2. Scope and Applicability


The DPA applies to Processing of Client Personal Data by Worky to provide the Services.

The subject matter, nature, and purpose of the Processing, the types of Client Personal Data and categories of Data Subjects are set out in Appendix I and the Agreement.

Client is a Controller and appoints Worky as a Processor on behalf of Client. Client is responsible for compliance with the requirements of Data Protection Laws applicable to Controllers.


To the extent Client is a Processor on behalf of a Third-Party Controller, Client engages Worky as a Sub-processor to Process Client Personal Data on behalf of that Third-Party Controller. When Client is acting on behalf of Third-Party Controller(s), then Client: (i) is the single point of contact for Worky; (ii) must obtain all necessary authorizations from such Third-Party Controller(s); (iii) undertakes to issue all instructions and exercise all rights on behalf of such Third-Party Controller(s); and (iv) is responsible for compliance with the requirements of Data Protection Laws applicable to Processors.
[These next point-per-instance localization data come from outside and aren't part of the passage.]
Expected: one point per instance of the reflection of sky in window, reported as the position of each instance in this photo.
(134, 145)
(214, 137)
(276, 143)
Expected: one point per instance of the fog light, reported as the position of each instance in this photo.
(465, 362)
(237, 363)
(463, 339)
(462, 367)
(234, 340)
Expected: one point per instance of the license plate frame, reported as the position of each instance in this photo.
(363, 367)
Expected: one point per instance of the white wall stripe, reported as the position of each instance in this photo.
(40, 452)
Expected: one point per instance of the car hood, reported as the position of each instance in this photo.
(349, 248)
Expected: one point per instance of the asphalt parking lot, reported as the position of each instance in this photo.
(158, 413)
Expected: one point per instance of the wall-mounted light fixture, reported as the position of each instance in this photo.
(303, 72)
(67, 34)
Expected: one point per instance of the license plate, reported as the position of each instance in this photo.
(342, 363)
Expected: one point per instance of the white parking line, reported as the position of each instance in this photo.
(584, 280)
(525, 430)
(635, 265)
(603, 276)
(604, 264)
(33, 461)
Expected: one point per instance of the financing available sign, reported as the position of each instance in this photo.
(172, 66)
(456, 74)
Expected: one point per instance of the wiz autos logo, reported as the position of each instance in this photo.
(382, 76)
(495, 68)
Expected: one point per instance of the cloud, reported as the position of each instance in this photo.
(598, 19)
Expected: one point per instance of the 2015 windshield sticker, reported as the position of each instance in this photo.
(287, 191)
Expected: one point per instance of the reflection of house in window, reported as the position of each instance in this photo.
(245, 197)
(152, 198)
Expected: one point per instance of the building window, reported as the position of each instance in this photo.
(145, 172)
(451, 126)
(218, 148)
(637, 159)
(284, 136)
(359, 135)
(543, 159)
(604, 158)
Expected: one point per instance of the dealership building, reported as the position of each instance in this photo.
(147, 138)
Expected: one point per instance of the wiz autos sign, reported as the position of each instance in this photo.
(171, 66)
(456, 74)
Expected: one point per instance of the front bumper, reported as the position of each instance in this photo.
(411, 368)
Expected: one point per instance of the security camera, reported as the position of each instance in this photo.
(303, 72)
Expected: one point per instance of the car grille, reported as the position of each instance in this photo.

Client acknowledges that Worky may Process Personal Data relating to the operation, support, or use of the Services for its own business purposes, such as billing, account management, data analysis, benchmarking, technical support, and product development. Worky is the Controller for such Processing and will Process such data in accordance with Data Protection Laws


3. Duration of this DPA


This DPA is effective for as long as Worky Processes Client Personal Data on behalf of Client.


4. Collecting, Processing and Subprocessing of Client Personal Data


Client Data Collection and Processing


Client will comply with its obligations under the Data Protection Laws in respect of its collecting and processing of Client Personal Data and any processing instructions it issues to Worky. Client represents that it has all rights, consents, and authorizations necessary for Worky to process Client Personal Data pursuant to Data Protection Laws and the Agreement.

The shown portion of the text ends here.